Since its withdrawal from the country in August 2021 and the return of the Taliban, the US has lacked a comprehensive foreign policy strategy for Afghanistan. This sentiment has been made especially clear in the meeting that State Department representatives attended in Doha to negotiate with Taliban representatives. This was the first known meeting between the US and Taliban officials following the Taliban military takeover of the government in Afghanistan.
The official statement of the State Department indicated that the goal was to address key issues with senior Taliban representatives and technocratic professionals such as the humanitarian crisis, economic challenges, and the treatment of women. Additionally, the statement praised the Taliban for its work on issues such as terrorism, reduced inflation or prospering economy, and poppy production.

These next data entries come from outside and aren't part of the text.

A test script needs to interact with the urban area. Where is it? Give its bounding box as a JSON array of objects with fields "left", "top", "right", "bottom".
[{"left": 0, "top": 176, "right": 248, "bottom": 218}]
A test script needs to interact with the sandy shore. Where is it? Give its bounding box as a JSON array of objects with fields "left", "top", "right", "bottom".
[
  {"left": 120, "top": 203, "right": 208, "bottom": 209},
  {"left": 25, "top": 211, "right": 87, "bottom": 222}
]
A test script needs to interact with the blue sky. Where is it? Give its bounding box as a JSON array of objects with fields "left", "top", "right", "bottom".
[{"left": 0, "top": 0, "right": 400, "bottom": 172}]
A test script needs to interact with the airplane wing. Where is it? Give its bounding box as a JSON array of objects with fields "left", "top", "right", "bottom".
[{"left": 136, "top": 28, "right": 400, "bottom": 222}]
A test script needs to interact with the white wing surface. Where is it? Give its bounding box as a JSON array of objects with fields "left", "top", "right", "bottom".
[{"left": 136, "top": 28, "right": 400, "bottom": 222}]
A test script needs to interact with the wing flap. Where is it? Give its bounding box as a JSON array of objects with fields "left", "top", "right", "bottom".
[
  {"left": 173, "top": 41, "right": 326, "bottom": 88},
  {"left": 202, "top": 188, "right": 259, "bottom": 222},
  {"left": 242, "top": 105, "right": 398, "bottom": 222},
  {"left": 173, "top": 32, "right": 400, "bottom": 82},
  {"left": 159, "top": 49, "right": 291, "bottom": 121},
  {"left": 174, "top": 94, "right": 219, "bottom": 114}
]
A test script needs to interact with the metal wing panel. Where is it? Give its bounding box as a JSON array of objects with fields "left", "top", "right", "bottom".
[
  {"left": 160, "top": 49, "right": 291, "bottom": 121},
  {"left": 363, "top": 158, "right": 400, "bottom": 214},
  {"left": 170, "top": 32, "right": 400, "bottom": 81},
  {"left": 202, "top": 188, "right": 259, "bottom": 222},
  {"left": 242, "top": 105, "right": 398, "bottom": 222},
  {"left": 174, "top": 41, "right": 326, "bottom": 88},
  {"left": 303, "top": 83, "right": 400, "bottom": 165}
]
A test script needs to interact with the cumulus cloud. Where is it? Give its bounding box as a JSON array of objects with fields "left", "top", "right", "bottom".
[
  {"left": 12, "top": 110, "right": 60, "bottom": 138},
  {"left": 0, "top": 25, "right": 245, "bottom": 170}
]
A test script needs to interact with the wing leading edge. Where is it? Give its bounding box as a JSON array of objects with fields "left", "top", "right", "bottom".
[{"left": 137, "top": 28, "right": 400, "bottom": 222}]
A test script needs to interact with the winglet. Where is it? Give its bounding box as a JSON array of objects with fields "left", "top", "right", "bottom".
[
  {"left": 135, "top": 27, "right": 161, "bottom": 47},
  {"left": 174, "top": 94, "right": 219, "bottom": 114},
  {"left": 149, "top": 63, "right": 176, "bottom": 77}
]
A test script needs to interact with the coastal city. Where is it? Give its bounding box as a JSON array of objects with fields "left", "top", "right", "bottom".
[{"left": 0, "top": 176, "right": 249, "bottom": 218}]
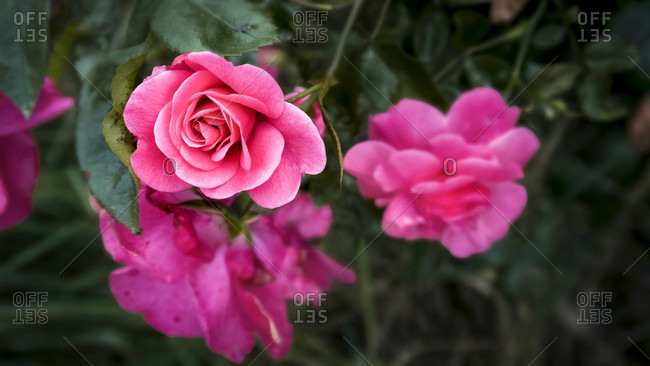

Clearly, the statement does not fully represent the suffering of the Afghan people under the Taliban’s brutal leadership. It makes little mention of the repression of women’s rights, economic crises, and humanitarian challenges that the Taliban have been directly responsible for. Additionally, it misrepresents the growing terrorist threats in the region that has been caused, not helped, by the Taliban’s control.
Not only does the statement fail to accurately represent the situation in Afghanistan and mark a concerning shift toward normalizing certain behavior and leadership of the Taliban, it also demonstrates a lack of US strategy for Afghanistan.
Although the US does not recognize the Taliban as the government of Afghanistan, this meeting signals a growing desire to cooperate with them. Furthermore, it is unclear what tangible effects will result from these discussions in any of the various areas covered. These inconsistencies further threaten the stability of Afghanistan as women and girls struggle in their resistance against the Taliban oppression and terrorist groups thrive.
Afghanistan is in need of global support for its humanitarian crisis, the preservation of its democracy, the upholding of basic human rights, and the ability to stand up to the Taliban and other terrorist and oppressive groups that treat women as less than second class citizens. When countries like the US, who still maintain an obligation to a country it abandoned, lack a clear strategy, it is the people in need who suffer the most.
Going forward, it remains to be seen what the US’s priorities in Afghanistan will be. What is apparent, however, is that the US must not continue collaborating with the Taliban as it works toward developing a strategy for Afghanistan. Trusting the Taliban with any of the issues concerning our domestic and foreign interests, would amount to undermining our credibility and endangering our interests. Doing so will also further legitimize the Taliban regime and the horrors it has inflicted in Afghanistan.